“Black cab rapist” John Worboys has admitted attacks on four more women.
The 62-year-old taxi driver was jailed in 2009 for a string of sex assaults on 12 victims in London.
He pleaded guilty at the Old Bailey to administering a drug with the intention of carrying out indecent assaults, rape or sexual activity on four women, and will be sentenced on 2 September.
Worboys, from Enfield, targeted women who hailed his cab and drugged them in order to sexually assault them.
The defendant, who now uses the name John Derek Radford, was jailed for at least eight years after his first trial for the attacks carried out between 2006 and 2008.
‘Sense of sexual entitlement’
A previous hearing in the latest case was told one victim hailed Worboys’ taxi in London’s West End in 2000 or 2001.
Prosecutors said the defendant told her he had won money on the horses before offering her champagne laced with drugs. She awoke the next day naked and with no memory of what happened after accepting the drink.
The second complainant was a university student targeted in 2003 after leaving a nightclub on New Oxford Street, in “an identical method to not only the first count, but a number of previous convictions and allegations three and four”, the court heard.
Police believe Worboys may have carried out more than 100 rapes and sexual assaults. He was told after his first trial he would be held in custody as long as he was deemed a danger to the public.
Last year, the Parole Board ruled he should remain in prison citing his “sense of sexual entitlement” and desire to control women.
One of his two victims who won a High Court ruling preventing Warboys’ release said she was “completely in shock” at his guilty plea.
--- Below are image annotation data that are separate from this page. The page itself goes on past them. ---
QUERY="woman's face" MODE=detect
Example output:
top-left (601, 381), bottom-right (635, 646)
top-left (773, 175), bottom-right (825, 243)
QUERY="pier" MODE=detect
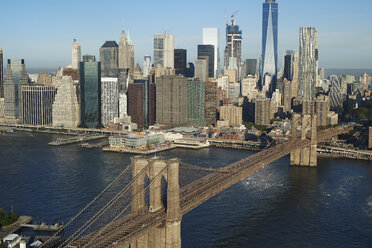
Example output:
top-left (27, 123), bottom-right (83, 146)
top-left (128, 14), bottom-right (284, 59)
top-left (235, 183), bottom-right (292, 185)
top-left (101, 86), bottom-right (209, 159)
top-left (48, 134), bottom-right (106, 146)
top-left (0, 216), bottom-right (32, 240)
top-left (317, 146), bottom-right (372, 161)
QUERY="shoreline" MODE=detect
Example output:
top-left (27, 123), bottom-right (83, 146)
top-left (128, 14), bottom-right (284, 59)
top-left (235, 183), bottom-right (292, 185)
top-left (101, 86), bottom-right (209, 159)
top-left (0, 126), bottom-right (372, 161)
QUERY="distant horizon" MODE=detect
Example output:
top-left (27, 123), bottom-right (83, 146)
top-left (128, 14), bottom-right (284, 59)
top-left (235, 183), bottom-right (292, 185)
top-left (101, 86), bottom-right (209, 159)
top-left (25, 67), bottom-right (372, 77)
top-left (0, 0), bottom-right (372, 68)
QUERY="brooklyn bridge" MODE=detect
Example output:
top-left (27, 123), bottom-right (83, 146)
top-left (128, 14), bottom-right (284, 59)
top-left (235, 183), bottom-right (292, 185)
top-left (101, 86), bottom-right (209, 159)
top-left (42, 114), bottom-right (351, 248)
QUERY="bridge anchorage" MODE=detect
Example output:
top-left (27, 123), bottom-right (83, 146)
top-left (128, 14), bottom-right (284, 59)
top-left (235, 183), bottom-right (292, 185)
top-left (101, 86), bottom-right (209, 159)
top-left (290, 113), bottom-right (317, 167)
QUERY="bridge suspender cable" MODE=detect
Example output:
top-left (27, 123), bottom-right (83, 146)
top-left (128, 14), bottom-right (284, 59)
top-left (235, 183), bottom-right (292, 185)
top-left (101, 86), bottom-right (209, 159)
top-left (40, 165), bottom-right (130, 248)
top-left (82, 166), bottom-right (168, 248)
top-left (59, 165), bottom-right (149, 247)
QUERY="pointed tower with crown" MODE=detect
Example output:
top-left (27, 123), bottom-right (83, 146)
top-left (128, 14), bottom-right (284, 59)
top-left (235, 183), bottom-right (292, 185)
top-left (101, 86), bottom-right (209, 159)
top-left (119, 29), bottom-right (134, 73)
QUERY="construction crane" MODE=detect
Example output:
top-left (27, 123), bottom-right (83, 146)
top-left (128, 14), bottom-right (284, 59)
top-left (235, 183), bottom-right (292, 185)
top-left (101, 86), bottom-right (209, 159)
top-left (231, 9), bottom-right (239, 26)
top-left (231, 9), bottom-right (239, 20)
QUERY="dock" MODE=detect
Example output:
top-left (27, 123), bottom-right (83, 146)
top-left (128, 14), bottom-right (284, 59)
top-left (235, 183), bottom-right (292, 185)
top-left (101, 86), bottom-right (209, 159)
top-left (317, 146), bottom-right (372, 161)
top-left (21, 223), bottom-right (64, 232)
top-left (102, 145), bottom-right (176, 155)
top-left (208, 139), bottom-right (266, 151)
top-left (0, 216), bottom-right (32, 240)
top-left (80, 139), bottom-right (109, 148)
top-left (48, 134), bottom-right (107, 146)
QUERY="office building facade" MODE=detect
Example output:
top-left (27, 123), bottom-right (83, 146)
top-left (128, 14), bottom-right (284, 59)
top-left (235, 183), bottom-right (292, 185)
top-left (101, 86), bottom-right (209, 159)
top-left (118, 30), bottom-right (134, 73)
top-left (220, 105), bottom-right (243, 127)
top-left (329, 76), bottom-right (343, 108)
top-left (205, 82), bottom-right (219, 126)
top-left (52, 76), bottom-right (80, 128)
top-left (99, 41), bottom-right (119, 77)
top-left (21, 85), bottom-right (57, 125)
top-left (154, 34), bottom-right (174, 69)
top-left (187, 80), bottom-right (205, 126)
top-left (198, 45), bottom-right (215, 78)
top-left (71, 39), bottom-right (81, 69)
top-left (254, 98), bottom-right (274, 125)
top-left (260, 0), bottom-right (278, 93)
top-left (245, 59), bottom-right (257, 76)
top-left (128, 79), bottom-right (157, 127)
top-left (101, 77), bottom-right (119, 127)
top-left (203, 28), bottom-right (221, 78)
top-left (298, 27), bottom-right (318, 100)
top-left (4, 59), bottom-right (28, 119)
top-left (174, 49), bottom-right (187, 77)
top-left (80, 62), bottom-right (102, 128)
top-left (156, 76), bottom-right (188, 126)
top-left (224, 19), bottom-right (243, 70)
top-left (0, 48), bottom-right (4, 98)
top-left (283, 50), bottom-right (294, 81)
“Whilst I can’t help being cynical about his motives, I am pleased that his victims have been saved the trauma of a court case,” she said.
By Danny Shaw, BBC Home Affairs correspondent
John Worboys is staying in prison.
Although the Parole Board had already decided that in November after reconsidering his case on the orders of the High Court, these convictions are almost certain to lead to him serving much longer behind bars; he may even get a life sentence.
That’s important for his victims and for public safety.
But his guilty pleas – two of which relate to offences between 2000 and 2003 – are also significant because they prove the former cab driver’s crimes stretched further back than he had previously admitted.
Worboys told the parole panel which originally sanctioned his release that his offending started towards the end of 2006, triggered by the breakdown of a relationship.
In the words of Phillippa Kaufmann, the barrister who led the legal challenge, Worboys’ account of his criminal behaviour has now been “entirely undermined”.
Worboys admitted two counts of administering a stupefying or overpowering drug with intent to commit rape or indecent assault and two of administering a substance with intent to commit a sexual offence.
Gregor McGill, legal director of the Crown Prosecution Service, described Worboys as a “sexual predator”.
He said: “Worboys has left countless victims feeling traumatised, anxious and violated. His modus operandi will be familiar to any victim unfortunate enough to cross his path.”